Hello,
I’m sharing my work on running workers as Kubernetes pods, it took some time to achieve, and will possibly break soon as workers are still in beta, but maybe it will save you from some troubles for today 
I needed to run my worker as a kubernetes run and configure auto-restarting of unhealthy workers.
The current issues, at time of writting, are :
- the worker process does not exit with error automatically when entering unhealthy state, so the pod still runs
- unhealthy workers still send heartbeats, it can’t be use to define the health status
-
/work_pools/{work_pool_name}/queues/{name}does not return the status we see in the UI displaying unhealthy, but it has the attributeis_pausedwhich I used to trigger the pod’s restart
Here’s the configuration, based on the agent deployement:
- A custom docker image for our worker, Dockerfile:
FROM prefecthq/prefect:2.10.1-python3.10
RUN apt-get update && apt-get install procps -y
RUN pip install prefect-kubernetes
COPY health_check.py health_check.py
RUN chmod +x health_check.py
COPY start-worker.sh start-worker.sh
RUN chmod +x start-worker.sh
with files :
start-worker.sh
#!/bin/bash
prefect cloud login --key $PREFECT_API_KEY --workspace $WORKSPACE
prefect work-queue resume default
prefect worker start --name my-worker --pool my-pool --work-queue default --type kubernetes
health_check.py
import requests
import json
import sys
import os
api_key = os.getenv("PREFECT_API_KEY")
headers = {
"Authorization": f"Bearer {api_key}",
"Content-Type": "application/json",
}
query = os.getenv("PREFECT_API_URL")+"/work_pools/my-pool/queues/default"
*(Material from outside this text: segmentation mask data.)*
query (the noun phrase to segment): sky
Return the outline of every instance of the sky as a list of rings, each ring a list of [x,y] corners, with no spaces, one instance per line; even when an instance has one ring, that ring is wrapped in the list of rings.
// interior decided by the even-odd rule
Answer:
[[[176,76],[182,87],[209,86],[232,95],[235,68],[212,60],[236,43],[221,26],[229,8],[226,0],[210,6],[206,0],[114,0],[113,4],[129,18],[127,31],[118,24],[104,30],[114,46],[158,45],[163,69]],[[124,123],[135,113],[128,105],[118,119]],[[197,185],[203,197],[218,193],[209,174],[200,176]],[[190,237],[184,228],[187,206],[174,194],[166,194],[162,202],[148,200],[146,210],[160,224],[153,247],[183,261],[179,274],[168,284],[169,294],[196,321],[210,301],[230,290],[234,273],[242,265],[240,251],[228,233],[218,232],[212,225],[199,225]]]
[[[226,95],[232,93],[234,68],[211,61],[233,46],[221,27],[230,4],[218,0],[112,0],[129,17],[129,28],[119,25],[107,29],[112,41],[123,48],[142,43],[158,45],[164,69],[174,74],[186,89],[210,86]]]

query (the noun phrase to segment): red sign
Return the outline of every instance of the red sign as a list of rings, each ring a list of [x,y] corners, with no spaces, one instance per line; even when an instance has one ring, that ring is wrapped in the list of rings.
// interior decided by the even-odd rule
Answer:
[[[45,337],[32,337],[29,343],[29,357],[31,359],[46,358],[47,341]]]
response = requests.get(query, headers=headers)
data = response.json()
if data["is_paused"]:
sys.exit("Queue paused")
- worker.yaml
apiVersion: apps/v1
kind: Deployment
metadata:
name: prefect-worker
namespace: prefect
labels:
app: prefect-worker
spec:
selector:
matchLabels:
app: prefect-worker
replicas: 1
template:
metadata:
labels:
app: prefect-worker
spec:
containers:
- name: worker
image: custom-image/worker
command: ["/usr/bin/tini", "-g", "--", "/opt/prefect/start-worker.sh"]
imagePullPolicy: "Always"
env:
- name: PREFECT_API_URL
value: https://api.prefect.cloud/api/accounts/####/workspaces/####
- name: PREFECT_API_KEY
value: ####
- name: WORKSPACE
value: ####
livenessProbe:
exec:
command:
- python
- health_check.py
initialDelaySeconds: 10
periodSeconds: 10
imagePullSecrets:
- name: docker-hub
---
apiVersion: rbac.authorization.k8s.io/v1
kind: Role
metadata:
name: prefect-worker
namespace: prefect
rules:
- apiGroups: [""]
resources: ["pods", "pods/log", "pods/status"]
verbs: ["get", "watch", "list"]
- apiGroups: ["batch"]
resources: ["jobs"]
verbs: [ "get", "list", "watch", "create", "update", "patch", "delete" ]
---
apiVersion: rbac.authorization.k8s.io/v1
kind: RoleBinding
metadata:
name: prefect-worker-role-binding
namespace: prefect
subjects:
- kind: ServiceAccount
name: default
namespace: prefect
roleRef:
kind: Role
name: prefect-worker
apiGroup: rbac.authorization.k8s.io
---
apiVersion: rbac.authorization.k8s.io/v1
kind: ClusterRole
metadata:
name: prefect-worker
rules:
- apiGroups: [""]
resources: ["namespaces"]
verbs: ["get", "list"]
---
apiVersion: rbac.authorization.k8s.io/v1
kind: ClusterRoleBinding
metadata:
name: prefect-worker-cluster-role-binding
subjects:
- kind: ServiceAccount
name: default
namespace: prefect
roleRef:
kind: ClusterRole
name: prefect-worker
apiGroup: rbac.authorization.k8s.io
- Automation rule : as the health check relies on the “pause” status, we need to add an automation. When the queue enters an unhealthy state, it is paused.
The queue is resumed when the worker restart, with the start-worker.sh script.
This is probably not the best way to acheive it, I’d be happy to see other methods!